Les performances économiques de la Thaïlande restent toutefois en dessous de leur potentiel et des autres pays de la région, et dépendront largement à l'avenir des développements politiques (p. ex. un report supplémentaire des élections, la contestation du résultat des sondages, etc.) ainsi que des futures politiques gouvernementales. Tout comme la Malaisie, la Thaïlande est confrontée au piège des revenus moyens, marqué par la fin de l’époque de la main d’œuvre bon marché, le vieillissement de sa population et des investissements domestiques plus faibles, qui ont chuté de 28 % à 22 % du PIB entre 2012 et 2016. Il est toutefois attendu que les investissements privés remontent à des niveaux supérieurs à moyen/long terme grâce à l’effet d’entraînement de l’ambitieux plan d’investissement gouvernemental. Par ailleurs, la croissance économique en hausse, estimée à une moyenne de  3,2 % d’ici 2022, sera probablement aussi gênée par une dette des ménages élevée, qui s’est stabilisée à 70,2 % du PIB fin 2016 (à savoir le taux le plus élevé de l’Asie du Sud-Ouest, au même rang que la Malaisie), et continuera à entraver la consommation privée à moyen/long terme malgré une légère diminution en 2017 et l’appui des prix peu élevés du pétrole.

En se tournant vers l’avenir, la Thaïlande, en tant qu’économie ouverte, s'expose à plusieurs chocs extérieurs potentiels. L’augmentation potentielle du protectionnisme commercial mondial sous l’impulsion de M. Trump, la demande extérieure plus faible dans un contexte mondial incertain et, dans une certaine mesure, l’instabilité financière liée au rythme de la normalisation monétaire de la Réserve fédérale américaine représentent en effet des risques à moyen/long terme pour l’économie thaïlandaise bien intégrée au niveau international. Par ailleurs, les catastrophes naturelles peuvent représenter, comme l’ont montré les inondations dévastatrices record à Bangkok en 2011, une menace croissante en raison de l’accélération des changements climatiques.

Des liquidités et une situation de dette extérieure saines

Le risque financier de la Thaïlande est faible et a diminué lentement depuis 2014. En 2017, les taux de dette extérieure étaient peu élevés, atteignant, comme estimé, 31,6 % du PIB et 44 % des exportations. Ils s’inscrivent ainsi dans la lignée des 15 dernières années, mais sont bien loin du sommet atteint durant la crise asiatique en 1998. À moyen/long terme, il est attendu qu’ils conservent une trajectoire légèrement descendante et permettent donc que la dette extérieure reste durable.

Grâce aux développements extérieurs positifs, les liquidités extérieures de la Thaïlande ont atteint des niveaux encore plus confortables. Les réserves de change ont atteint un sommet historique (+18 % entre décembre 2016 et octobre 2017) et permettent de couvrir plus de 8,5 mois d’importations (contre 6,4 mois en 2014).

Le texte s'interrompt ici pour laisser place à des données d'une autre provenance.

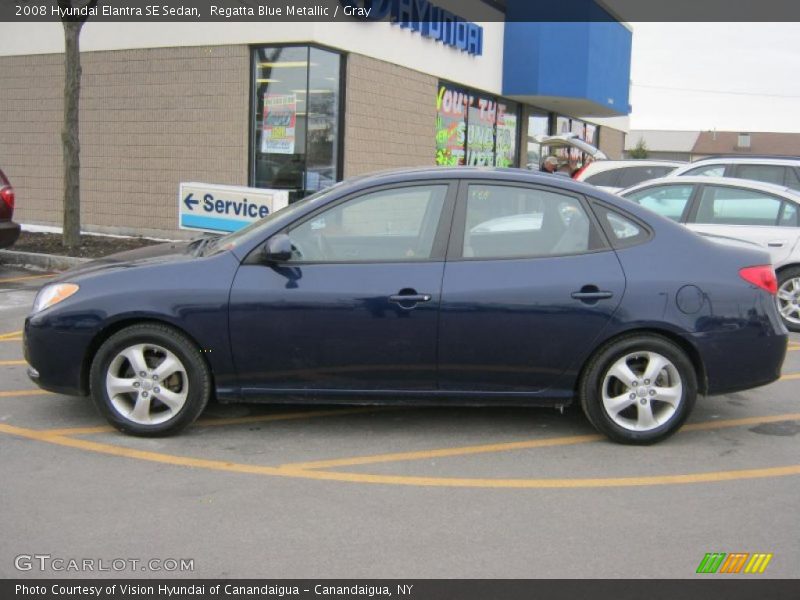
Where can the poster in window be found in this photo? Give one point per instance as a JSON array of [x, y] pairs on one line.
[[480, 131], [280, 117], [506, 154], [451, 106]]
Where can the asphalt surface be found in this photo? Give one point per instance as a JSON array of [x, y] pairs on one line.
[[326, 492]]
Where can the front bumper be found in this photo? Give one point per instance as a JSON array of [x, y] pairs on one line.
[[9, 233], [56, 356]]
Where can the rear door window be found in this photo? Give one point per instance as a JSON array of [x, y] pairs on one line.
[[604, 178], [504, 221], [737, 206], [667, 200], [633, 175]]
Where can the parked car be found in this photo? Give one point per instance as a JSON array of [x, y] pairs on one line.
[[614, 175], [760, 213], [9, 231], [417, 287], [563, 141], [783, 171]]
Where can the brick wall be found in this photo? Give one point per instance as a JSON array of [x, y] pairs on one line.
[[390, 117], [149, 120]]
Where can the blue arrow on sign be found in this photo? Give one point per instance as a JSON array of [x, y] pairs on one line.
[[190, 202]]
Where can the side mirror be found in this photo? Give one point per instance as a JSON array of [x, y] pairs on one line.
[[277, 249]]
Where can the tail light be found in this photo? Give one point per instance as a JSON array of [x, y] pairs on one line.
[[7, 194], [762, 276], [577, 173]]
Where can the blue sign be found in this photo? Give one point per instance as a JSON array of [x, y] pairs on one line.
[[428, 19], [224, 208]]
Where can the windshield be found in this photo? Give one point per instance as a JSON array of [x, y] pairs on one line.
[[235, 239]]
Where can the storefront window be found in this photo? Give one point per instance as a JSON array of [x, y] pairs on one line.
[[538, 126], [296, 119], [474, 129]]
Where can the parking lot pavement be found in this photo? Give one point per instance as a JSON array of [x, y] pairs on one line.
[[393, 492]]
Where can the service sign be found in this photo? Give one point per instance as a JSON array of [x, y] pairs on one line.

Une telle augmentation s’explique par les importations contractées entre 2014 et 2016 et une augmentation des exportations depuis 2017. Les réserves de change dépassent la dette extérieure et sont dix fois plus élevées qu’un service de la dette, faible et stable, qui est censé rester autour de 6 % des recettes d’exportation à l’avenir. Comme pour la dette à court terme, celui-ci a montré une grande stabilité au fil des ans, fluctuant aux alentours de 18 % des recettes d’exportations et moins de 30 % des réserves de change.